D.Tusk stał się pierwszym i jedynym frontmanem Platformy Obywatelskiej w kampanii wyborczej. Praktycznie, istnieje tylko jego przekaz polityczny, wzmacniany treściami, jakimi w mediach przychylnych opozycji, dzielą się różne Nitrasy i Budki. Jednak nadający tematy na wyborczych mitingach i tworzący atmosferę wyborczej wojny jest tylko jeden - Tusk.
Jednak starożytni filozofowie, hołdujący logice, przewracają się w swoich grobach, słuchając wywodów przewodniczącego PO. Jakże bowiem wysnuć związek przyczynowo skutkowy z twierdzeń, że Platforma miała już w szufladach projekt podobny do 500+, skoro mówiący te słowa sam twierdził, że pieniędzy na te projekty nie ma, a jeśli są gdzieś zakopane (na pewno nie w Zakopanem), to niech ktoś mu powie gdzie. Albo ustami swojego ministra finansów grzmiał że : "piniędzy nie ma i nie będzie"? Gdzie logika w stwierdzeniu, że policja nie strzelała do górników, skoro są filmy, szeroko znane i rozpowszechniane, że strzelała, albo żądanie iżby nie kupować sprzętu wojskowego za granicą, tylko zamawiać w polskich zakładach zbrojeniowych, skoro polski przemysł wojenny nie ma, także z powodu decyzji rządu D.Tudka, takich mocy przerobowych, a broń potrzebna jest tu i teraz?
Podobnych "kwiatków" jest znacznie więcej. Kłamstw, pomówień, przeinaczeń, przyprawionych tuskowymi emocjami owiniętymi w niemiecką i unijną flagę, jakimi ten rzuca w tłum słuchających go ludzi. Rozumiem, każdy gra na emocjach, także partia rządząc i mówi rzeczy, które nie mają miejsca, do dziś nie mogę Jarosławowi Kaczyńskiemu wybaczyć, że okłamał mnie i wszystkich Polaków, mówiąc o końcu uległości względem Unii, ale jeśli pisowskie przeinaczenia i prawdomówność są Karkonoszami hipokryzji i zaprzaństwa, to te Platformy Obywatelskiej i samego Tuska, urastają do wielkości Olympus Mons (najwyższy szczyt na Marsie, wznosi się na 21 287,4 m).
Do tego wszystkiego retoryka Tuska ulegająca ciągłej degradacji, staczająca się do poziomu najbardziej ordynarnych kłamstw i pomówień, rodem z portaliwego magla, albo farmy trolli z Petersburga.
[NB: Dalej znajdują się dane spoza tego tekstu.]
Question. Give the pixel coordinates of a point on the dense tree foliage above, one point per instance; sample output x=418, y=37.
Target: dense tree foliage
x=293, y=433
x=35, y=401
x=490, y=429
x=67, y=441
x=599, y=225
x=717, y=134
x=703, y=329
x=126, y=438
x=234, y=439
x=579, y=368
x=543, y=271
Jednocześnie wszystko to, co mówi przewodniczący Platformy, staje się coraz bardziej radykalne i tylko czekam, aż z wściekłości na PiS i własny imposybilizm, zacznie on, niczym Hulk Hogan, rozrywć koszulę na swojej, porosłej rudym włosiem, klacie, albo obiecywać prawo do aborcji na ośmiolatkach!?
I tylko ludzi żal, tych którzy go popierają, bowiem wiedzie ślepiec swoich wyborczych ślepców na zatracenie, którym wcale nie będą przegrane wybory, tak Prawo i Sprawiedliwość wygra je, tylko niebywała frustracja tych ludzi i rodząca się z wolna myśl, gdzieś z tyłu głowy, na samym końcu potylicy, że najzwyczajniej, przez swoje polityczne wybory - szkodzili Polsce!